Außerparlamentarische Möglichkeiten
Die neue Bundesregierung ist in einer schwierigen Lage. Sie muss nicht nur ein Kahlschlagprogramm auflegen, um die Kosten der Krise zu bezahlen. Sie muss auch dieses Programm durchsetzen, wo doch
die große Mehrheit der Lohnabhängigen weiß, dass die BankerInnen und ManagerInnen – und nicht sie selbst – für die Krise verantwortlich sind. Alle aufgestauten Ängste vor Arbeitsplatzabbau, alle Empörung über soziale Kürzungen, der ganze Hass auf das verkommene System der Reichen und Einflussreichen kann sich hier entladen.

Und die Bundesregierung muss den sozialen Kahlschlag ohne die SPD bewerkstelligen, die bei der Großen Koalition als Ansprechpartnerin der Gewerkschaften für deren Zurückhaltung sorgte. Dies macht breite Mobilisierungen der Gewerkschaften möglich, aber auch andere Mobilisierungen z. B. gegen das Atomprogramm oder gegen die Vorratsdatenspeicherung.

Die Aufgaben der revolutionären Linken ist es, an diesen Mobilisierungen vorwärtstreibend teilzunehmen, die breiter als bisher werden können. Getrennt marschieren, vereint die CDU-CSU-FDP schlagen!

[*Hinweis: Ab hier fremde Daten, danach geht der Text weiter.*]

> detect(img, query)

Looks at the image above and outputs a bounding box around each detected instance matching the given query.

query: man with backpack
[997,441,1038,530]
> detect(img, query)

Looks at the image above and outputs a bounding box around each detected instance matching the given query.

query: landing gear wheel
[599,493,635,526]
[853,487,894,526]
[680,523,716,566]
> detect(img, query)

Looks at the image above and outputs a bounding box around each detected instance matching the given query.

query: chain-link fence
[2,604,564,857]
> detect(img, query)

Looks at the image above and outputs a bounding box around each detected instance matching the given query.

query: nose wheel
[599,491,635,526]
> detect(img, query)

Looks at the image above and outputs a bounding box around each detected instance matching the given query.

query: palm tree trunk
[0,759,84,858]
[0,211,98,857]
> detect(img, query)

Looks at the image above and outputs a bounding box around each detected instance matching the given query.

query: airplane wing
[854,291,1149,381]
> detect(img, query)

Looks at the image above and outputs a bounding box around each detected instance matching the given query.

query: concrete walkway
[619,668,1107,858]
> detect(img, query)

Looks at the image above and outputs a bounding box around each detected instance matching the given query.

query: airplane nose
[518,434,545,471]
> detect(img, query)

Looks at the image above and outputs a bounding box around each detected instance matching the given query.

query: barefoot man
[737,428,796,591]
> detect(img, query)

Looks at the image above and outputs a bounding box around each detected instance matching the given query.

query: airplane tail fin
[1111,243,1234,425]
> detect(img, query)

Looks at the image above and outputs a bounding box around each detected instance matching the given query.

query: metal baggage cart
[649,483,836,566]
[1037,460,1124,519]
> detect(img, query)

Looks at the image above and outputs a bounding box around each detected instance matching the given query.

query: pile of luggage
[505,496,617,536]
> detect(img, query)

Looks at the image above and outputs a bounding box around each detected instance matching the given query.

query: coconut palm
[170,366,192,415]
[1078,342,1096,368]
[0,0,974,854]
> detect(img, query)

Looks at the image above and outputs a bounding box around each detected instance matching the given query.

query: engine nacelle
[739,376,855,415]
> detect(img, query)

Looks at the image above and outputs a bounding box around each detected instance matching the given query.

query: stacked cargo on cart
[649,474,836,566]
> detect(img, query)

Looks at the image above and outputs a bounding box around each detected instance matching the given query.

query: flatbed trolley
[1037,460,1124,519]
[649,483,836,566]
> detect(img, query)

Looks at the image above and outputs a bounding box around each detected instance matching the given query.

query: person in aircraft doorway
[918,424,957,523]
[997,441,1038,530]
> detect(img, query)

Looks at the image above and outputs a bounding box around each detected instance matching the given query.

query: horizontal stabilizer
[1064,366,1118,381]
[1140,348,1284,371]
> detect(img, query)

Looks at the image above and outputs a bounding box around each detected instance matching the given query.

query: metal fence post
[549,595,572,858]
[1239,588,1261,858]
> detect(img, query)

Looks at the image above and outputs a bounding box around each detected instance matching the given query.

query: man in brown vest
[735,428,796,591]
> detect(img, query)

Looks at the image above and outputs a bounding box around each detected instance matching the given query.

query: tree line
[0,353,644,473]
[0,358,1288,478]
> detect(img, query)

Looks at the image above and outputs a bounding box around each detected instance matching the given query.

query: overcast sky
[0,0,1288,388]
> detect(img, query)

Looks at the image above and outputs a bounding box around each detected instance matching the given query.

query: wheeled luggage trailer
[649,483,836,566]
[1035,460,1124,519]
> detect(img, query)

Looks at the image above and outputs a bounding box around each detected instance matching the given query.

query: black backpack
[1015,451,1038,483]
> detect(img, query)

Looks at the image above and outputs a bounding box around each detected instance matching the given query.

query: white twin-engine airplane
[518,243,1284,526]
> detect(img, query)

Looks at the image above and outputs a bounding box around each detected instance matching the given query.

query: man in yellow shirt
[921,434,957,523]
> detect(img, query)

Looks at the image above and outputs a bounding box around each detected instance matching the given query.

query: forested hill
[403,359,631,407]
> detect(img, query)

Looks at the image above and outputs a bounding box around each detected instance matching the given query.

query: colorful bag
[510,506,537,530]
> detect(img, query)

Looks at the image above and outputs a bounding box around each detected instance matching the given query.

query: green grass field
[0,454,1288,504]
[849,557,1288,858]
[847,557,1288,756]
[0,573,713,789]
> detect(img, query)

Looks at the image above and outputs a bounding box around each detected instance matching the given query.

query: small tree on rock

Gleichzeitig muss die antikapitalistische und revolutionäre Linke ihre Identität wahren. Dieses kann bei den jetzigen Verschiebung der innerlinken Kräfteverhältnisse zugunsten der Partei Die Linke  schnell zu einer Existenzfrage für revolutionäre Linke werden. Um so dringender ist es, für eine intensive Diskussion und enge praktische Zusammenarbeit der antikapitalistisch-revolutionären Organisationen unabhängig von der Partei Die Linke einzutreten.